Vale do Ribeira

Defensoria obtém sentença que reconhece direitos territoriais e de permanência de comunidade tradicional em unidade de conservação

Justiça decidiu pela improcedência de ação que pedia remoção e condenação de caboclos por supostos danos ambientais

Publicado em 5 de Março de 2024 às 15:53 | Atualizado em 5 de Março de 2024 às 15:53

Defensor salientou ainda a importância das roças, caracterizadas por diversidade de culturas e por agricultura camponesa itinerante, a qual faz uso do fogo, mas que mantém baixíssimo impacto ambiental

Defensor salientou ainda a importância das roças, caracterizadas por diversidade de culturas e por agricultura camponesa itinerante, a qual faz uso do fogo, mas que mantém baixíssimo impacto ambiental

Sentença proferida pelo Foro de Eldorado Paulista julgou totalmente improcedente ação proposta pelo Ministério Público (MPSP) contra comunidade tradicional cabocla defendida pela Defensoria Pública de SP. A ação pedia originalmente a expulsão e reassentamento da comunidade e condenação por supostos danos ambientais em área de menos de 1 hectare habitada por população tradicional sobreposta em 1958 por Unidade de Conservação de Proteção Integral, com extensão total de 37.750 hectares.   

O MPSP ajuizou ação civil pública, com pedido liminar, em face de Fundação Florestal para a Conservação e Produção Florestal do Estado e de moradores da comunidade estabelecida no bairro Sítio Novo, em área afetada pelo Parque Estadual Turístico do Alto Ribeira (Petar), na cidade de Iporanga, na qual pugnava pela expulsão da comunidade do seu território e realocação em outra área distante, em Unidade de Conservação de outra cidade.
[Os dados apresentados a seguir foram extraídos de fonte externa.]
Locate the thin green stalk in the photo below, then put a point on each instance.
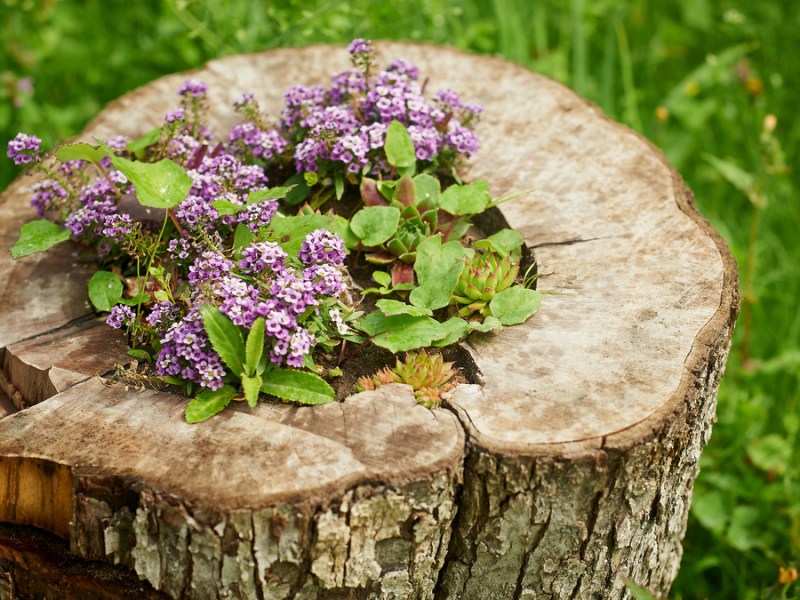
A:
(628, 86)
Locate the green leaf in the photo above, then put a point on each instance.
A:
(375, 224)
(490, 323)
(140, 354)
(338, 182)
(105, 290)
(639, 592)
(427, 190)
(139, 145)
(297, 386)
(739, 178)
(771, 453)
(290, 232)
(399, 146)
(399, 333)
(242, 236)
(208, 403)
(438, 267)
(745, 528)
(382, 278)
(468, 199)
(80, 151)
(136, 300)
(456, 328)
(255, 346)
(395, 307)
(275, 193)
(226, 208)
(251, 387)
(504, 242)
(38, 236)
(515, 305)
(225, 338)
(712, 509)
(160, 185)
(299, 189)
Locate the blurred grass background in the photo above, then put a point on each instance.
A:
(713, 83)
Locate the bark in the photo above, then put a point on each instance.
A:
(569, 468)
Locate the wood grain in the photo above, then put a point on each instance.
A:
(570, 467)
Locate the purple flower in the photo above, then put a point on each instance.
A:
(175, 116)
(262, 255)
(194, 88)
(209, 266)
(359, 46)
(121, 315)
(322, 246)
(24, 149)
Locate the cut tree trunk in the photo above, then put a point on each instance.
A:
(569, 468)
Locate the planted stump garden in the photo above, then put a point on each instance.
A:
(565, 467)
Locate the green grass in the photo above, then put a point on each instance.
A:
(697, 77)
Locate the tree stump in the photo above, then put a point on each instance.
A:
(569, 468)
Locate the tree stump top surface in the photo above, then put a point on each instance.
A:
(642, 287)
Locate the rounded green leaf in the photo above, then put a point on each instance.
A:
(399, 146)
(514, 305)
(297, 386)
(105, 290)
(375, 224)
(38, 236)
(208, 403)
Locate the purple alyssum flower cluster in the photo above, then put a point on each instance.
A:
(344, 126)
(320, 130)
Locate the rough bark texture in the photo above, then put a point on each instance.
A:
(577, 453)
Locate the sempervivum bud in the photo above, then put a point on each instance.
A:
(485, 274)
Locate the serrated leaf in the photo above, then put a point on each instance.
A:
(456, 328)
(80, 151)
(251, 387)
(38, 236)
(162, 184)
(515, 305)
(468, 199)
(399, 146)
(105, 290)
(504, 242)
(208, 403)
(254, 348)
(438, 267)
(297, 386)
(375, 224)
(225, 338)
(395, 307)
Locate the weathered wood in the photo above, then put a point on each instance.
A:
(578, 452)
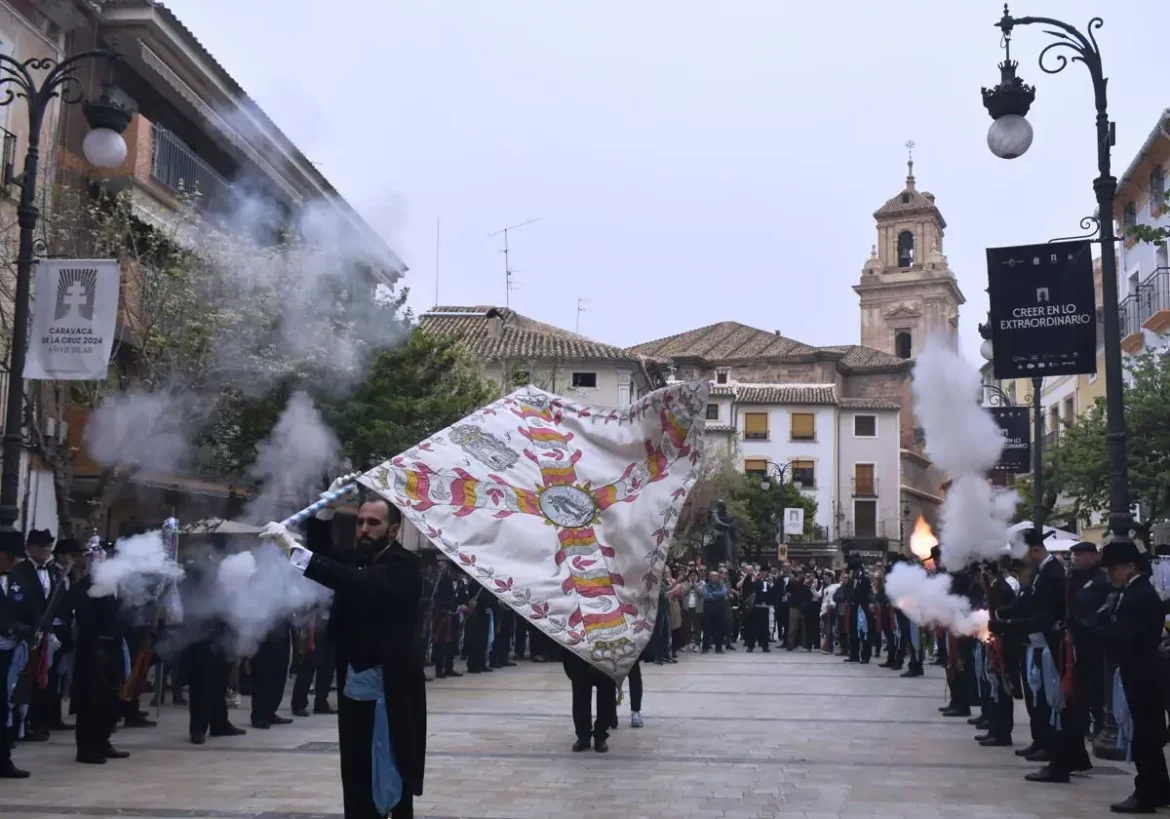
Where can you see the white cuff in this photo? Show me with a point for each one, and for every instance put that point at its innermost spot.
(300, 558)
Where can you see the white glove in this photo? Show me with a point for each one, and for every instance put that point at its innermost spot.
(280, 535)
(327, 513)
(300, 557)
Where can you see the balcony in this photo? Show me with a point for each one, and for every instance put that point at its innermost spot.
(174, 165)
(1147, 309)
(864, 486)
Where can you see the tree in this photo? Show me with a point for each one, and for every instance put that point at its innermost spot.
(1080, 465)
(410, 393)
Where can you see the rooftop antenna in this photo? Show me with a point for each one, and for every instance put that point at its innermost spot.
(508, 270)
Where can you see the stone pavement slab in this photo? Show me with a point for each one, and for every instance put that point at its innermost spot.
(736, 736)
Além disso, pedia a condenação de moradores por supostos danos ambientais.   

A Defensoria Pública promoveu a defesa da comunidade, realizando visitas ao local e articulando com equipe acadêmica da geografia da Universidade de São Paulo (USP) a elaboração de Relatório Socioambiental que subsidiou as teses defensivas.   

O defensor público Andrew Toshio Hayama, que atua na unidade da Defensoria no Vale do Ribeira e foi o responsável pela defesa, sustentou que a Convenção 169 da Organização Internacional do Trabalho (OIT) reconhece que há o direito das comunidades tradicionais de permanecerem em seus territórios, de forma que as Unidades de Conservação devem ser criadas observando essa realidade, observando que a comunidade estava estabelecida no território desde antes da criação da Unidade de Conservação.   

“A natureza, para essas comunidades, não é recurso, mas faz parte da existência. As populações tradicionais não só admiram ou convivem com a biodiversidade, mas são parte integrante deste universo”, pontuou. “O conflito decorrente da sobreposição de unidades de conservação em territórios tradicionais é fruto de um grande e longo mal-entendido. Não há, na prática, incompatibilidade entre a presença de comunidades tradicionais e a tutela da biodiversidade; não há conflito entre o direito de reconhecimento étnico/cultural/territorial e a preservação ambiental.” 

Manejo sustentável  

O defensor salientou ainda a importância das roças, caracterizadas por diversidade de culturas e por agricultura camponesa itinerante, a qual faz uso do fogo, mas que mantém baixíssimo impacto ambiental (cultura herdada de indígenas, quilombolas e povos pré-colombianos). Destacou que a prática da coivara, utilizada pelos réus na ação, é prática tradicional reconhecida como manejo agroflorestal sustentável, conforme Resolução nº 189/2018 da Secretaria Estadual do Meio Ambiente (SMA).  

Na sentença, a juíza Hallana Duarte Miranda acolheu os argumentos da Defensoria e decidiu pela improcedência total da ação. “É importantíssimo frisar que a compreensão de que as comunidades tradicionais não podem permanecer em Unidades de Conservação parte de um pressuposto contraditório em seus próprios termos: se, de fato, as comunidades fossem agressivas ao meio ambiente, como seria possível que o Vale do Ribeira e o Bairro da Serra sejam hoje reconhecidíssimos remanescente da Mata Atlântica em Estado Natural. É evidente, o dano previsto em lei é presumido, mas se sabe que ele não é real em termos de degradação”, pontuou a magistrada. 

“Trata-se de decisão importante por garantir direitos territoriais de comunidade cabocla que sofre a incidência de Parque Estadual”, comentou o defensor Andrew Toshio Hayama após a divulgação da sentença. Ele destacou a observância, na sentença, da garantia de direitos territoriais de comunidade tradicional em área afetada por Parque Estadual e o trabalho pericial de equipe da geografia da USP, que, acionada por solicitação da Defensoria, elaborou estudo atestando que a comunidade convive adequadamente com o ecossistema local e protege a biodiversidade, não representando risco ambiental.